The recent unrest in Iran, which saw almost two weeks of nationwide demonstrations, cost the lives of 25 protesters and resulted in thousands of arrests. It also shook the very foundations of the clerical-military ruling elite.
But some Iranians say the biggest losers were the so-called reformists, a diverse group of politicians, former officials and public figures who believe Iran’s regime can be reformed without a revolution.
The reform movement began after the election of Mohammad Khatami as president in 1997. The soft-spoken, educated, and well-mannered cleric tried to soften the rough edges of the religious-ideological regime exhibiting an unending revolutionary fervor.
After a short period of hope and relative press freedom, the conservative camp reacted, with the support of Supreme Leader ayatollah Ali Khamenei, and the rest of Khatami’s eight-year presidency passed in a tug of war as dozens of newspapers were closed and no meaningful reforms implemented.
However, Khatami remained the spiritual head of the reformists, and in recent years has been silenced by intelligence agencies who have even banned his image from the media.
Nevertheless, many expected Khatami and his well-known co-reformists to show some solidarity with protesters who came out across Iran starting on December 28.
Instead, Khatami and his comrades issued a statement that too often repeated the official line of the supreme leader and the hardliners. One takeaway was that the enemies of Iran had a hand in the protests.
This disappointed many who had expected more from the former president, and it sparked a debate as to whether the reformist movement is capable of changing Iran at all.
One famous reformist and a former official of the Khatami administration, Mostafa Tajzadeh, who was himself put in jail as a dissident, says Iranians should keep trying to reform the system without revolutionary or extreme action.
On January 16, he tweeted, “The difference between reformists and extremists on both sides…we say…we should enter a dialogue of Iranians with Iranian, within the country, without the presence of foreigners and before destructive confrontation.”
Tajzadeh indirectly refers to examples such as Syria, where a protest movement led to a catastrophic civil war with no end in sight.
But on the other side of the debate are people such as renowned Iranian filmmaker Mohsen Makhmalbaf, who last week in a letter to Tajzadeh wrote, “I don’t believe the Iranian regime is capable of being reformed.”
Makhmalbaf, who lives outside Iran, has been nominated for and won numerous international film awards and is a cultural icon for Iranians.
This is how he criticized the reformists: “You have made such an ideology out of reformism that if you lived during World War II, you would have opposed foreign forces fighting against Hitler and you would argue that Hitler can be reformed.”
Makhmalbaf also argues in his letter that reformists pretend there is no other solution except becoming another Syria or Afghanistan. They have promised change, while Iranians have participated in every election without concrete results. These elections, he says, have all been controlled by Khamenei.
He tells Tajzadeh, “Dear friend, reforms, revolution, or a foreign attack are just three ways to bring change, but unfortunately it is not the people who choose; it is the dictators who impose solutions on human societies.”

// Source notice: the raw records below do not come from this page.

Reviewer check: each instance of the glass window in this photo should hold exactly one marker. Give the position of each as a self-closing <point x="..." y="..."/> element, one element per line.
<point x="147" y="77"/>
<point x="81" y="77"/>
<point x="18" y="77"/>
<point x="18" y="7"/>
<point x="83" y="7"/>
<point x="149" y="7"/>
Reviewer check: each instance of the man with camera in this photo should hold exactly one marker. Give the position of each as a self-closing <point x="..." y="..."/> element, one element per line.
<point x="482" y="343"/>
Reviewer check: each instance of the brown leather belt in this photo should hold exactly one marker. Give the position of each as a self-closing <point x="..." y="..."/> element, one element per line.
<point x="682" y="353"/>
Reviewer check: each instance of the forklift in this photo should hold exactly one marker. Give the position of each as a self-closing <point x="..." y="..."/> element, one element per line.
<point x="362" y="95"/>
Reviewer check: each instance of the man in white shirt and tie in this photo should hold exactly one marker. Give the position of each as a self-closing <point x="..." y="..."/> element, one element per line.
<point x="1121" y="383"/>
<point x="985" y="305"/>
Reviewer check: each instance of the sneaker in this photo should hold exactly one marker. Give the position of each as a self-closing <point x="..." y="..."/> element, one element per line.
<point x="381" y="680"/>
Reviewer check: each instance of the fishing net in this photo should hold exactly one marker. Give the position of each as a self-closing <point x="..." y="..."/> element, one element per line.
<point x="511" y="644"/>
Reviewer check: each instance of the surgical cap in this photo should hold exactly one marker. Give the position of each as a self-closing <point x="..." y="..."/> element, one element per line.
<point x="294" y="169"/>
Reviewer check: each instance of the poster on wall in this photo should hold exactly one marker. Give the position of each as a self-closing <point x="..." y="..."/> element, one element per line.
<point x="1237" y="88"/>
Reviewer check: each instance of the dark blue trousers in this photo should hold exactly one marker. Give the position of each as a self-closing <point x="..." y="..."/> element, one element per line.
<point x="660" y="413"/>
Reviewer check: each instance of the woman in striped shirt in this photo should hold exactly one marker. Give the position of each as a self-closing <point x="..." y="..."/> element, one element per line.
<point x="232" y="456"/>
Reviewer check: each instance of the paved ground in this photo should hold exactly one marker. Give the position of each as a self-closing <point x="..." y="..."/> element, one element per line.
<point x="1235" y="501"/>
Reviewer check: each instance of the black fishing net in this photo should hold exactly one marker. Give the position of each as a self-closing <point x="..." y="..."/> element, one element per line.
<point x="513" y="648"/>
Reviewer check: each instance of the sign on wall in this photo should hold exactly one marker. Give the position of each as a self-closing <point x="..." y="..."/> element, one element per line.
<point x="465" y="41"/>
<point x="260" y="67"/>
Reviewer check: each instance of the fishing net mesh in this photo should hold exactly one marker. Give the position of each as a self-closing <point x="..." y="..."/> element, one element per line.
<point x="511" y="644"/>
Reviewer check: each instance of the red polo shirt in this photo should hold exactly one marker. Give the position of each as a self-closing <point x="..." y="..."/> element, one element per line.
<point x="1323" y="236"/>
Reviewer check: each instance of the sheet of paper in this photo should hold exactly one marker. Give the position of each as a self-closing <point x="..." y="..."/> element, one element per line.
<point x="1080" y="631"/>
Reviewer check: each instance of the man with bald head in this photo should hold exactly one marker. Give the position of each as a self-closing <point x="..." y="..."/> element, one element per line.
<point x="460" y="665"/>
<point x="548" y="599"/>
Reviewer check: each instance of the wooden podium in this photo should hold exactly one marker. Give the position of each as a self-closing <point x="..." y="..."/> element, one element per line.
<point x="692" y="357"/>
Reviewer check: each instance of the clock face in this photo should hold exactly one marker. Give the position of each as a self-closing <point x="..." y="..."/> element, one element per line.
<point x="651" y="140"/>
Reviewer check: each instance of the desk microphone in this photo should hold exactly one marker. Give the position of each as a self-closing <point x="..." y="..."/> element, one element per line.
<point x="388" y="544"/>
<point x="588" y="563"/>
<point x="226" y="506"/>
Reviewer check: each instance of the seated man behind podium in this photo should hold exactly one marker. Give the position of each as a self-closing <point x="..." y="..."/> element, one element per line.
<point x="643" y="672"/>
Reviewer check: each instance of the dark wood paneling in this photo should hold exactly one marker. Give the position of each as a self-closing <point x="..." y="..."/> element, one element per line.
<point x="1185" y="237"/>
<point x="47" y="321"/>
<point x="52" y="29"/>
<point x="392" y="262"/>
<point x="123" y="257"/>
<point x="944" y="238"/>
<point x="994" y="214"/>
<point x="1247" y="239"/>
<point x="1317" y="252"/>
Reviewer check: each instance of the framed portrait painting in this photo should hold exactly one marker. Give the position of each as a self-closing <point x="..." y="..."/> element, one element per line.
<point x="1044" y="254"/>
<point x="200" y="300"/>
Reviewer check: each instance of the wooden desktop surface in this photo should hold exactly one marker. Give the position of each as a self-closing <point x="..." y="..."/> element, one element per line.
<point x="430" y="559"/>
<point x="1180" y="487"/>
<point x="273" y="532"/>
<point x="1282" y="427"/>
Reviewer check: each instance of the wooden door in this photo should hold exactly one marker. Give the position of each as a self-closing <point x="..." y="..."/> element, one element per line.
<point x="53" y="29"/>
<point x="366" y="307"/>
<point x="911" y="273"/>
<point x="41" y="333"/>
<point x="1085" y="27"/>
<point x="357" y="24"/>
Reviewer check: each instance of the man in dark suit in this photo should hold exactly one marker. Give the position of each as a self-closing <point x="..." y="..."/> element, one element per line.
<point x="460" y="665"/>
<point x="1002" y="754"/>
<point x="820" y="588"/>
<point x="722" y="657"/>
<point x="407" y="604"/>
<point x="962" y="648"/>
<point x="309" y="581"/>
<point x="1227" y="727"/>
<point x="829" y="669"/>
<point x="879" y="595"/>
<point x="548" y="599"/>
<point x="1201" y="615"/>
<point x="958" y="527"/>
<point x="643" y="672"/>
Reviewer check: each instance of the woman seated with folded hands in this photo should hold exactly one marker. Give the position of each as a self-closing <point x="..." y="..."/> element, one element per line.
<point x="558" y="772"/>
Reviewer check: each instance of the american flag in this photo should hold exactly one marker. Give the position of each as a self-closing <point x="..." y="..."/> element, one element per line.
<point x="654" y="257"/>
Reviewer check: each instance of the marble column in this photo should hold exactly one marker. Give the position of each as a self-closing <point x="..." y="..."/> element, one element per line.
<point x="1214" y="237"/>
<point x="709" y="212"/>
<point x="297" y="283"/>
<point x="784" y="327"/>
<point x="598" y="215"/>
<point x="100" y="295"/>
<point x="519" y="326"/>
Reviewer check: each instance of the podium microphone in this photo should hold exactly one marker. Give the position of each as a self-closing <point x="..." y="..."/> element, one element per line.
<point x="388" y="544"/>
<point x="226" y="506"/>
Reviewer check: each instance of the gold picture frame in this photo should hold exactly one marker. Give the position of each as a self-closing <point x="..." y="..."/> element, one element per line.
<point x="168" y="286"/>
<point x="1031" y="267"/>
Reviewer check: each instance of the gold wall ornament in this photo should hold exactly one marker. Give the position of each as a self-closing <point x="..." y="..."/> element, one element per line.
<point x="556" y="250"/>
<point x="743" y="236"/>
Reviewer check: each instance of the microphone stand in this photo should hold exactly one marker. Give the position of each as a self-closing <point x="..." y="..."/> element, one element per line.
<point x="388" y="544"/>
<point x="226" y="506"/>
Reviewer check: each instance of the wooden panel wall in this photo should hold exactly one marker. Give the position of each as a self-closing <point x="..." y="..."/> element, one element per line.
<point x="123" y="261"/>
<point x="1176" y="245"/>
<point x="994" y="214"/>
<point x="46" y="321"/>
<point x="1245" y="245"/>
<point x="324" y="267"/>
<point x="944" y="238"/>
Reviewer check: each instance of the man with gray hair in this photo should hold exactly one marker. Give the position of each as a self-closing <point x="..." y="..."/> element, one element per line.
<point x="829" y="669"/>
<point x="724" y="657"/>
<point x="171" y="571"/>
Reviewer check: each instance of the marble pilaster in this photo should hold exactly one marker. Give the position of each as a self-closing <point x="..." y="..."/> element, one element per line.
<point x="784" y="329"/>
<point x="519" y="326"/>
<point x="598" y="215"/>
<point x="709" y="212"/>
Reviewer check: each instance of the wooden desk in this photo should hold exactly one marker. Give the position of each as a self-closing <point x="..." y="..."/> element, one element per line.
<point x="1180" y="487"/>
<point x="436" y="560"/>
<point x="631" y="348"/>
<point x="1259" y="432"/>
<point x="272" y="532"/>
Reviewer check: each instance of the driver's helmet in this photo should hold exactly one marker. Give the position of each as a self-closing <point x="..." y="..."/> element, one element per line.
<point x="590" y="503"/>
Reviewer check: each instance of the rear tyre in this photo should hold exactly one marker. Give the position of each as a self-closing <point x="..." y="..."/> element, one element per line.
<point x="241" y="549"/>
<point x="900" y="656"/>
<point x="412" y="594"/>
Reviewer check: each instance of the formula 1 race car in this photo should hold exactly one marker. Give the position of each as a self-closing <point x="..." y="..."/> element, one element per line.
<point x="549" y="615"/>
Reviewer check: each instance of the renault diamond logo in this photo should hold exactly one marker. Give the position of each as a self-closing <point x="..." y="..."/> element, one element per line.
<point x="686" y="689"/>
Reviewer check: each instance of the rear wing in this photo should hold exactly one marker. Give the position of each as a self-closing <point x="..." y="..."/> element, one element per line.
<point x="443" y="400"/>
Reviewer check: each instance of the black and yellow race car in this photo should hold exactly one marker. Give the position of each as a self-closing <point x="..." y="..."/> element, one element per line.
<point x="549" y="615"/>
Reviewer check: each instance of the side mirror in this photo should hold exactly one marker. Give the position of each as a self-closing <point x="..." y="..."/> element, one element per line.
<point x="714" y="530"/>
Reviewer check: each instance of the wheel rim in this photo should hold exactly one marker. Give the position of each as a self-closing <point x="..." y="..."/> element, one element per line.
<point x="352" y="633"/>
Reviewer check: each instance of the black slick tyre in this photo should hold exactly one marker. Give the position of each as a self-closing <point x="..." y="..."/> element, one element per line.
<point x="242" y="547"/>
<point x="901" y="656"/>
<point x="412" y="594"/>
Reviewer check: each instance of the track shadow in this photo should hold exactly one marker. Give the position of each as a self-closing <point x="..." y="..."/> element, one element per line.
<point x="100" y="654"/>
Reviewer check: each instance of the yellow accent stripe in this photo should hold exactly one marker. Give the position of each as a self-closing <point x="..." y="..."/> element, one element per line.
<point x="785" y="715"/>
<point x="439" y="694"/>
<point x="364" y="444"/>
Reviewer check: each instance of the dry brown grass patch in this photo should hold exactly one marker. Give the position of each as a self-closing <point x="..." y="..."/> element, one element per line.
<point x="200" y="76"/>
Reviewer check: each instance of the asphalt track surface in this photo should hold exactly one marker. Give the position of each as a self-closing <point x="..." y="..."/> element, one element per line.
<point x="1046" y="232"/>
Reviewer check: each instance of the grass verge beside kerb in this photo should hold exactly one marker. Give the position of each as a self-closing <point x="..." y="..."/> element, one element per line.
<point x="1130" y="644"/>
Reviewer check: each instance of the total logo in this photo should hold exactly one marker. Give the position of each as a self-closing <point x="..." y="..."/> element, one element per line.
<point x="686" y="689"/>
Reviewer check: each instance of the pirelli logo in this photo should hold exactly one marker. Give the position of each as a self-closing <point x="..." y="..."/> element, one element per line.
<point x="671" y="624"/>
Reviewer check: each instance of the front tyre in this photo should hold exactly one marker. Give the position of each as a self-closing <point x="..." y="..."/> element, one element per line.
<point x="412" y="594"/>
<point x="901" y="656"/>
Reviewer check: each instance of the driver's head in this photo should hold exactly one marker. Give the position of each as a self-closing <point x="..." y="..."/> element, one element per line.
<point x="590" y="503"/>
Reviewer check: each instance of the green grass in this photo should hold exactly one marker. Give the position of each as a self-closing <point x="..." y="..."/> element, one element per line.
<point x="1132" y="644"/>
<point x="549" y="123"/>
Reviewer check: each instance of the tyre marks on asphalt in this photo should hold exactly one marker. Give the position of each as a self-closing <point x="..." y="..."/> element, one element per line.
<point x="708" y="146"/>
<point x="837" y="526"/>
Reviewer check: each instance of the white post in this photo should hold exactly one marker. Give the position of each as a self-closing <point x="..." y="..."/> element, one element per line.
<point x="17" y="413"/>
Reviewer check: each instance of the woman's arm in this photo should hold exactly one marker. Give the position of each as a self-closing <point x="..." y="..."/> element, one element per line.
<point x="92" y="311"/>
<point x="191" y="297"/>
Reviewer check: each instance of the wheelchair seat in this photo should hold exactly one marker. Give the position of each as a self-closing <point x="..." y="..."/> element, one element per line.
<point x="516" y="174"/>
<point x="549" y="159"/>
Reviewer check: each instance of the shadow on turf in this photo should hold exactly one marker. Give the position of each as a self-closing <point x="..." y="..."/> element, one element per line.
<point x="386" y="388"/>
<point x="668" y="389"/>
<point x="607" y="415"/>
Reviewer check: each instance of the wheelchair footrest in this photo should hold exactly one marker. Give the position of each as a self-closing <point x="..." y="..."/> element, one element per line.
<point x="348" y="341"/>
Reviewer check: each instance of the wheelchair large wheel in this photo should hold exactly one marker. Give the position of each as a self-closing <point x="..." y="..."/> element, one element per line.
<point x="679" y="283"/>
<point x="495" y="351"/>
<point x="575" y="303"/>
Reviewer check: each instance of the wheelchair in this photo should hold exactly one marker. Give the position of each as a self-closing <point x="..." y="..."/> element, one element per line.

He then asks about Syria, “Who was it other than Iran and Russia who stood behind Assad and turned Syria into a horrible example? Dear Mostafa, the supreme leader himself together with Putin are responsible for the crimes in Syria.”
He ends his letter saying, “I don’t believe anymore that Iran’s ruling system can be reformed. Khamenei insists on religious tyranny, either out of fear or obstinacy, then in the end he will go either by revolution or an attack by foreigners who seek their own interests. This is why imposing bloody revolution or a foreign attack is his responsibility and that of idle reformists, not the desperate people.”